Acacia is commonly present in chewing sticks, mainly as an antimicrobial with activity against Streptococcus fecalis. Acacia has also shown some cholesterol-lowering and antidiabetic properties, although there is insufficient evidence in support of these uses.
Acacia is generally considered to be safe. Adverse reactions appear to be mild, with occasional gastrointestinal symptoms.
Acacia has been used to treat high cholesterol, diabetes, cancer, gingivitis, stomatitis (mouth sores), pharyngitis, and indigestion in children. Acacia gum is used as a food additive. Acacia concinna is often used in cosmetics.

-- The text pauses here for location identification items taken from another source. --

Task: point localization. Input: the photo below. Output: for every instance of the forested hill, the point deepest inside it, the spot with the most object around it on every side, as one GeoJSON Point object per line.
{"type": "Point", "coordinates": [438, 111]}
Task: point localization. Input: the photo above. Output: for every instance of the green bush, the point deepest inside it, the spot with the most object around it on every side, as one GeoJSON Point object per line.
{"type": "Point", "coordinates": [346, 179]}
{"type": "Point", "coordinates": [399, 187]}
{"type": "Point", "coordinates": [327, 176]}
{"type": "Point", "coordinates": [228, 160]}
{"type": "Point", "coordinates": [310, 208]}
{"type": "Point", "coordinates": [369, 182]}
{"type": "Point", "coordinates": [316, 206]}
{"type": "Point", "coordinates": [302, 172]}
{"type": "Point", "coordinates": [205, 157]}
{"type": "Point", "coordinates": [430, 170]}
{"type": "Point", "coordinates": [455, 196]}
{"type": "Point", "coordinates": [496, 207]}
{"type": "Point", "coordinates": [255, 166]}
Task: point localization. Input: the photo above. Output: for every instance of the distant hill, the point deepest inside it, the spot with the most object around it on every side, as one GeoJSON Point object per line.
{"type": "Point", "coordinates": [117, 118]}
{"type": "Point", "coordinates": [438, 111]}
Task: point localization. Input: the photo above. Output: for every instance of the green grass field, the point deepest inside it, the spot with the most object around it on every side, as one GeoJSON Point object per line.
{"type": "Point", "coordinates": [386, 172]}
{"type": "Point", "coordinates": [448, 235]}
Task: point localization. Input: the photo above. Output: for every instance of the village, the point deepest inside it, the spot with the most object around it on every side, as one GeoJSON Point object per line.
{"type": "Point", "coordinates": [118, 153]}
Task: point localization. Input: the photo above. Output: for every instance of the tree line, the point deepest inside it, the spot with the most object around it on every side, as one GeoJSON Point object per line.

Acacia arabica, Acacia arabica gum, Acacia aulacocarpa, Acacia auriculiformis, Acacia baileyana, acacia bark, Acacia catechu, Acacia caven, Acacia concinna, Acacia confusa (ACTI), Acacia coriacea, Acacia dealbata, Acacia farnesiana, Acacia floribunda, Acacia glaucoptera, Acacia greggii, acacia gum, Acacia lenticularis, Acacia longifolia, Acacia melanoxylon, Acacia mellifera, Acacia nilotica, Acacia pilispina, Acacia pycnantha, Acacia senegal, Acacia senegal (L.) Willd., Acacia seyal, Acacia tenuifolia, Acacia tortilis sp. raddiana, Acacia tortuoso, Acacia victoriae (Bentham), black wattle, blackwood, catclaw acacia, espinillo negro, Fabaceae (family), gastrilis, gomme arabique, gomme de Senegal, gum arabic, gum senegal, huizache, ker, khadira, kikar, Leguminosae (family), mimosa, miswaki, Robinia pseudoacacia, silver wattle, Sydney golden wattle, wattles, white acacia seeds.
These uses have been tested in humans or animals. Safety and effectiveness have not always been proven. Some of these conditions are potentially serious, and should be evaluated by a qualified healthcare provider.
The available data shows promising results; however further studies are warranted.
Hypercholesterolemia (high cholesterol)
There is preliminary evidence that acacia may not be helpful for hypercholesterolemia.